Терапевтическая тактика в отношении реактивных маний зависит в первую очередь от степени выраженности психопатологических проявлений. При транзиторных, непсихотических формах реакций использование психотропных средств играет вспомогательную роль (купирование нарушений сна, соматовегетативных расстройств). В тех случаях, когда манифестация психогенной мании сопровождается явлениями идеаторного и двигательного возбуждения, ведущая роль в лечении принадлежит нейролептической терапии (клозапин, хлорпромазин, галоперидол, рисперидон, оланзапин).
Нейролептики показаны также при маниях с превалированием психогенных кататимных образований, а также при сочетании аффективных расстройств с психопатическими проявлениями истерического и паранойяльного круга. Появление признаков инверсии аффекта, свидетельствующих о трансформации реактивной мании в депрессию, определяет необходимость назначения тимолептиков.
Лечение подострых, а также затяжных психогенных параноидов (паранойяльные развития), клиническая картина которых определяется сверхценным бредом и явлениями сутяжной паранойи, не имеет существенных отличий от терапии бредовых психозов эндогенной группы.
Первоочередная задача (которую чаще всего приходится решать в условиях стационара) — купирование манифестных проявлений параноида (нередко чреватых актами агрессии и другими признаками бредовой и сутяжной активности). Основное средство лечения — нейролептики. В этих случаях обычно применяют препараты широкого спектра действия: хлорпромазин, галоперидол, клозапин, трифлуоперазин, рисперидон и др.
На первых этапах терапии лекарственные средства вводят парентерально, чаще всего внутримышечно. Иногда при выявлении признаков резистентности прибегают к внутривенным капельным вливаниям нейролептиков. По мере редукции бредовой напряженности, тревоги, дезактуализации идей преследования и отношения, упрощения и сужения фабулы бреда больных переводят на пероральный прием препаратов.
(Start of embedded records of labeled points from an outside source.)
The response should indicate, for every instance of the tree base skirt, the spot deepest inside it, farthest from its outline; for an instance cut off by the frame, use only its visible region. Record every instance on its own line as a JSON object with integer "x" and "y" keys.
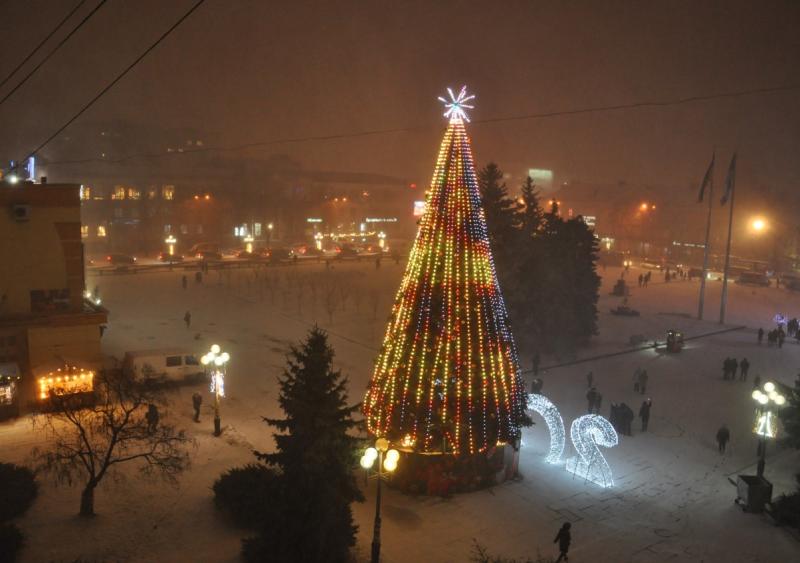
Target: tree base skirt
{"x": 436, "y": 474}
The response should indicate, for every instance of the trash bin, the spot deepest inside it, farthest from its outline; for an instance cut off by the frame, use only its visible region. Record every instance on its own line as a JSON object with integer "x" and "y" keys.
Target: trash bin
{"x": 753, "y": 493}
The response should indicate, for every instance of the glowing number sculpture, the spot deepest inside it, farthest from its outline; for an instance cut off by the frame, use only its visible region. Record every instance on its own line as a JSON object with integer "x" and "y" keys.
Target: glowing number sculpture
{"x": 587, "y": 433}
{"x": 555, "y": 425}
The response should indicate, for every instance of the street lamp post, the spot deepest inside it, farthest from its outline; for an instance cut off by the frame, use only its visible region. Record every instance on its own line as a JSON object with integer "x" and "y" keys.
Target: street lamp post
{"x": 217, "y": 360}
{"x": 765, "y": 426}
{"x": 387, "y": 459}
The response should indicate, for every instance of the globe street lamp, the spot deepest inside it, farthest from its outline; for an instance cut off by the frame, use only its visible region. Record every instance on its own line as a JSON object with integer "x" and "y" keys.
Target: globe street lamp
{"x": 767, "y": 401}
{"x": 387, "y": 460}
{"x": 216, "y": 359}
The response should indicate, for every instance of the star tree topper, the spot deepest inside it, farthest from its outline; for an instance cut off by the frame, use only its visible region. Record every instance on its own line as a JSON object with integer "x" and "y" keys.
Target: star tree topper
{"x": 457, "y": 105}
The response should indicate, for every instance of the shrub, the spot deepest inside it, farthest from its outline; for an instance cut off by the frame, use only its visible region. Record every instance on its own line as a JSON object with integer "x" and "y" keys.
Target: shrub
{"x": 240, "y": 493}
{"x": 17, "y": 490}
{"x": 11, "y": 540}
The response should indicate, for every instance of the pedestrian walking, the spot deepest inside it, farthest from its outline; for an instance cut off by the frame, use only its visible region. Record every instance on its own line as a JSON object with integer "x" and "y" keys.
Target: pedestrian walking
{"x": 563, "y": 539}
{"x": 723, "y": 435}
{"x": 152, "y": 418}
{"x": 591, "y": 397}
{"x": 644, "y": 413}
{"x": 197, "y": 400}
{"x": 744, "y": 367}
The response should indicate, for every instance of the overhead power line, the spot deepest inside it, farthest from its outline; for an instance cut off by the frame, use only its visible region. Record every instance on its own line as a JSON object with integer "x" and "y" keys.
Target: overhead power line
{"x": 51, "y": 53}
{"x": 374, "y": 132}
{"x": 119, "y": 77}
{"x": 42, "y": 42}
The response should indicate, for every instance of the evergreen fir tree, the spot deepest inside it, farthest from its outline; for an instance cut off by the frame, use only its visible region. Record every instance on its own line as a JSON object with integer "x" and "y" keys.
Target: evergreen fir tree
{"x": 500, "y": 211}
{"x": 315, "y": 457}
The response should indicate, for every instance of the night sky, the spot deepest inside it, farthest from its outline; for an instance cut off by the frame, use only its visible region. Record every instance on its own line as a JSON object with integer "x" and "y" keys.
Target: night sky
{"x": 244, "y": 71}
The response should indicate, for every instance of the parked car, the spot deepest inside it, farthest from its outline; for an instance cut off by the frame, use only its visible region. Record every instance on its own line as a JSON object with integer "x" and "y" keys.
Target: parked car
{"x": 120, "y": 259}
{"x": 167, "y": 257}
{"x": 209, "y": 255}
{"x": 164, "y": 365}
{"x": 753, "y": 278}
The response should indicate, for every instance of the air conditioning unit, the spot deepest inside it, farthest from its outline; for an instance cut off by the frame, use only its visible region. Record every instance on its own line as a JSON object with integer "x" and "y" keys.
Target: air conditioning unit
{"x": 21, "y": 212}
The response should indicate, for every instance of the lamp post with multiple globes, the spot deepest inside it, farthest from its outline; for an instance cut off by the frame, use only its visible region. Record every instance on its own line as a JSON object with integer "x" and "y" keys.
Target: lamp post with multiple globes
{"x": 387, "y": 460}
{"x": 217, "y": 359}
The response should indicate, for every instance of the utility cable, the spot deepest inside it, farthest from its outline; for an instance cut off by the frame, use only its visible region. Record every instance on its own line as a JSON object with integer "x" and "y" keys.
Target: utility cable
{"x": 374, "y": 132}
{"x": 42, "y": 42}
{"x": 117, "y": 79}
{"x": 51, "y": 53}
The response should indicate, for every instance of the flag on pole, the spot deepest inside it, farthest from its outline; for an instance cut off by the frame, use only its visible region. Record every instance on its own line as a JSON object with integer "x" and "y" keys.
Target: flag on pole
{"x": 707, "y": 177}
{"x": 730, "y": 180}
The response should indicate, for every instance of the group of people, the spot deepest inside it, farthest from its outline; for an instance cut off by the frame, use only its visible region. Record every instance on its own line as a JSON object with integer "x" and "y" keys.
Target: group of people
{"x": 730, "y": 366}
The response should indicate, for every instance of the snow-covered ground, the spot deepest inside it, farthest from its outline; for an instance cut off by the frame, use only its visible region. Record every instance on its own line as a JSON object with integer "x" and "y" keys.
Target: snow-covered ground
{"x": 671, "y": 502}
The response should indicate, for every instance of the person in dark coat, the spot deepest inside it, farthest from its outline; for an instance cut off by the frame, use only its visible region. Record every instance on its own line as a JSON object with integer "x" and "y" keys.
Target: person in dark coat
{"x": 563, "y": 538}
{"x": 152, "y": 418}
{"x": 723, "y": 435}
{"x": 644, "y": 413}
{"x": 744, "y": 367}
{"x": 197, "y": 400}
{"x": 591, "y": 397}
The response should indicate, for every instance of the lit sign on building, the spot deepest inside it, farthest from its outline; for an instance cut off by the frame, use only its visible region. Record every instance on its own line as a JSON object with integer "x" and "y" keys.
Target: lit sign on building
{"x": 541, "y": 177}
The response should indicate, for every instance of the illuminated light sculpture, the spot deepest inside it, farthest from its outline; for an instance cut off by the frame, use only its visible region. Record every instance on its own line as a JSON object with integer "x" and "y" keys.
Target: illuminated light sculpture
{"x": 767, "y": 401}
{"x": 555, "y": 425}
{"x": 587, "y": 433}
{"x": 447, "y": 374}
{"x": 216, "y": 359}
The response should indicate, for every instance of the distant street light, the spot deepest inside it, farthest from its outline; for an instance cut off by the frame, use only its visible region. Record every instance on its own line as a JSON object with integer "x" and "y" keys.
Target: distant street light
{"x": 767, "y": 401}
{"x": 217, "y": 360}
{"x": 758, "y": 225}
{"x": 389, "y": 463}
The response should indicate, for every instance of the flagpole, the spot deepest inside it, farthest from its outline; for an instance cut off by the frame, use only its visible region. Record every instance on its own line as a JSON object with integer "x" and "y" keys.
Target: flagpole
{"x": 724, "y": 302}
{"x": 706, "y": 250}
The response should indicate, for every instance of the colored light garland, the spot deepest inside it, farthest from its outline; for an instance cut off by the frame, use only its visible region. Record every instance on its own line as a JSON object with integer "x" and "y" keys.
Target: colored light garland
{"x": 448, "y": 368}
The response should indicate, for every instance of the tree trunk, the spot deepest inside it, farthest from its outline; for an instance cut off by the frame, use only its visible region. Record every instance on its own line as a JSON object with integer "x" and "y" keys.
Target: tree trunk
{"x": 87, "y": 500}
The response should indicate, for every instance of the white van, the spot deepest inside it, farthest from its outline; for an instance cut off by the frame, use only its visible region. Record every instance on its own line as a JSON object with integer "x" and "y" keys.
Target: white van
{"x": 170, "y": 364}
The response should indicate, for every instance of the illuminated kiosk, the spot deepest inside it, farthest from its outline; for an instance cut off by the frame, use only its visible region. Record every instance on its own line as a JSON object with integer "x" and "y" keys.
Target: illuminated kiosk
{"x": 69, "y": 380}
{"x": 446, "y": 389}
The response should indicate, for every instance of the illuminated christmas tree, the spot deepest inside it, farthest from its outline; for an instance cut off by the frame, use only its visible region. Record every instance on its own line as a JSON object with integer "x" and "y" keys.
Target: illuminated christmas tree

При сутяжных реакциях с массивными психопатическими проявлениями проводят комбинированную терапию, предусматривающую сочетание нейролептиков широкого спектра действия с перициазином и транквилизаторами.
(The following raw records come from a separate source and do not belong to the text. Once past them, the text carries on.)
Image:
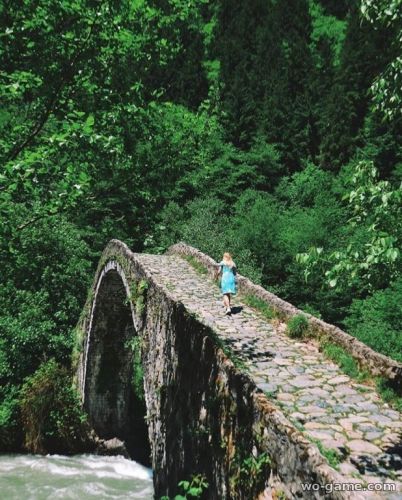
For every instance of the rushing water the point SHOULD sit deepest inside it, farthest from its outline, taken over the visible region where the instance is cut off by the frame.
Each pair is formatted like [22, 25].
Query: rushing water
[34, 477]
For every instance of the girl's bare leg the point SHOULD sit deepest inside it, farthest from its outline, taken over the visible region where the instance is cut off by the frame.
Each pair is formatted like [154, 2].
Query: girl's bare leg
[226, 300]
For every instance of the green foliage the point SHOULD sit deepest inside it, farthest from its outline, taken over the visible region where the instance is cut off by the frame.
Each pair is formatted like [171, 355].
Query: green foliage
[200, 268]
[297, 326]
[10, 420]
[213, 123]
[377, 320]
[138, 294]
[51, 412]
[194, 488]
[251, 472]
[376, 215]
[332, 455]
[137, 379]
[386, 88]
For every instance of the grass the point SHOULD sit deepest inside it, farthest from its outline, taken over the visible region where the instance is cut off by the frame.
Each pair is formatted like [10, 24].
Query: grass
[297, 326]
[260, 305]
[333, 457]
[197, 266]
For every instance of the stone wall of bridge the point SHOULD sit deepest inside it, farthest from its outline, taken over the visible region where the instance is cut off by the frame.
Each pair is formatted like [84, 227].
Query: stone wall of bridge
[205, 413]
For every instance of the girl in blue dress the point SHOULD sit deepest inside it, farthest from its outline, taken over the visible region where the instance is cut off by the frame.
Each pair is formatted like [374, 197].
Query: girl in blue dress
[227, 268]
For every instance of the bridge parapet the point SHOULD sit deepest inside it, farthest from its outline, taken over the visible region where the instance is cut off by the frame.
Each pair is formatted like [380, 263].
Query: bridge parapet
[209, 407]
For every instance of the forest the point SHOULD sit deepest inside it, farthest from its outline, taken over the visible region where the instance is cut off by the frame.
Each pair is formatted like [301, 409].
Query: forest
[267, 128]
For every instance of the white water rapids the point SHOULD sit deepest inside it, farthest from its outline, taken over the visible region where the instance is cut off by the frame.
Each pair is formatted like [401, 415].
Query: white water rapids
[80, 477]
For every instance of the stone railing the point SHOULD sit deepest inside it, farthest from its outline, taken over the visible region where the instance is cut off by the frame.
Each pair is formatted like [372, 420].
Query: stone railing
[377, 364]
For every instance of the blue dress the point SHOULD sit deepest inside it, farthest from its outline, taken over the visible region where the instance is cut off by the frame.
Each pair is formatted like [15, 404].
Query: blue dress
[228, 280]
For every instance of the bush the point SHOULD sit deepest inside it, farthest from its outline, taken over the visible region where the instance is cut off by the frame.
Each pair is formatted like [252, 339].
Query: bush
[10, 421]
[53, 421]
[297, 326]
[377, 320]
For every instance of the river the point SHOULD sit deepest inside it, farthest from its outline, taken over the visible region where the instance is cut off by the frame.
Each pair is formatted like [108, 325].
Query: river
[35, 477]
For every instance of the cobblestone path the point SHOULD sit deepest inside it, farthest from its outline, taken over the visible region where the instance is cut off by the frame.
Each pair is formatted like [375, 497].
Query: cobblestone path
[313, 393]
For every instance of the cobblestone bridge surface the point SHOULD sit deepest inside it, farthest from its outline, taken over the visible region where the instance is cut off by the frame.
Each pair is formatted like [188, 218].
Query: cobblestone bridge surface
[312, 392]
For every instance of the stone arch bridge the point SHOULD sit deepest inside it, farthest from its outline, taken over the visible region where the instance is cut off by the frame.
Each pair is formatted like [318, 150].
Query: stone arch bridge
[258, 414]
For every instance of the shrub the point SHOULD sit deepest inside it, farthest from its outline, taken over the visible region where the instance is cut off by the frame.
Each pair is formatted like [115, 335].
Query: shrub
[377, 320]
[297, 326]
[53, 421]
[10, 421]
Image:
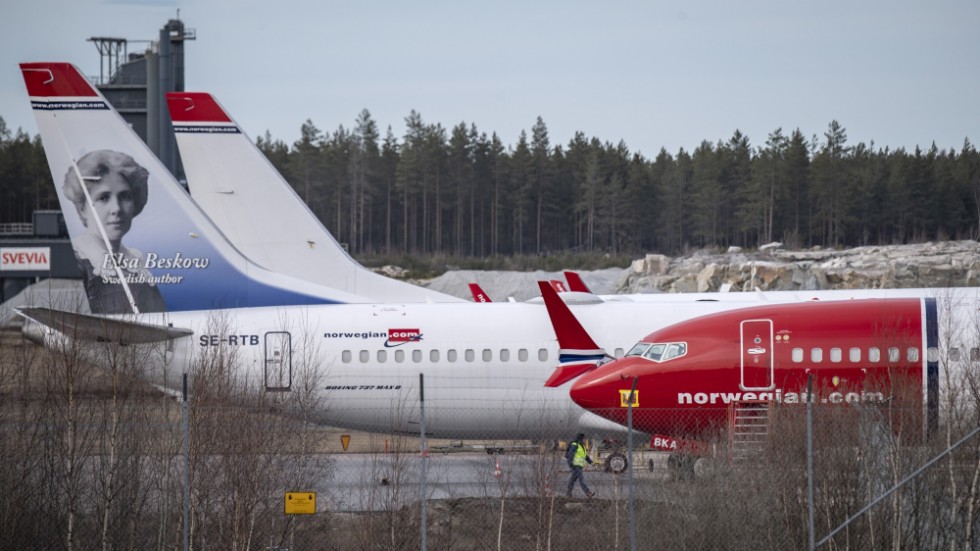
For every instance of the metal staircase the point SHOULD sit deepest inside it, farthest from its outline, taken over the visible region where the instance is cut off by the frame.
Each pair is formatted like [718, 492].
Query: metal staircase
[748, 428]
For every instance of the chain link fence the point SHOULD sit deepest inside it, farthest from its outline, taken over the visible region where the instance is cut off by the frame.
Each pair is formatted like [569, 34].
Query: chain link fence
[94, 459]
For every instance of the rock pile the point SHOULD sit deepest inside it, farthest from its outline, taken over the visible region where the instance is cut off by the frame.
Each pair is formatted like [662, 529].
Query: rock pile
[945, 264]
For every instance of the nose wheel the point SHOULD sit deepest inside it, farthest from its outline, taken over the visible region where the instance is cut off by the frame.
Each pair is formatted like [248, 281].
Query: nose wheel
[616, 463]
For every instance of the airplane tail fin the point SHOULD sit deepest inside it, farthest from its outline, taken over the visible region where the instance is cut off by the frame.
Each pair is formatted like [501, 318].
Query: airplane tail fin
[235, 184]
[578, 353]
[141, 242]
[575, 282]
[479, 295]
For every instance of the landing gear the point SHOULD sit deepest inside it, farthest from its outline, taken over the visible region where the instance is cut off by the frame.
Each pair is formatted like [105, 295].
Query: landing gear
[616, 463]
[680, 466]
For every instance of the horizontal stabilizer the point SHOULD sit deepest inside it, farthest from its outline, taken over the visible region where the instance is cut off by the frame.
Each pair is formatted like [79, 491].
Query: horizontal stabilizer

Если бредовые проявления сочетаются с тревогой и развертываются на фоне сниженного настроения, предпочтительны препараты с избирательным антипсихотическим действием (хлорпротиксен, флупентиксол, пимозид, пипотиазин, перфеназин и др.), а также антидепрессанты (амитриптилин, кломипрамин, доксепин) или транквилизаторы.
При лечении затяжных психогенных параноидов особое значение приобретает поддерживающая нейролептическая терапия. Определенный эффект в таких случаях могут оказать и социальные мероприятия. Если бред или сутяжничество связаны с профессиональной деятельностью, необходимо рациональное трудоустройство, при индуцированном или конформном бреде — разъединение партнеров по бреду и т. п.
В случаях формирования стойкой постреактивной астении показаны ноотропы: пирацетам (ноотропил) — до 2—3 г в сутки; гаммалон (аминалон); пиридитол (энцефабол); тиролиберин.
Лечение психогенных реакций не завершается купированием психоза. В последующем необходимы общеукрепляющие и реабилитационные мероприятия.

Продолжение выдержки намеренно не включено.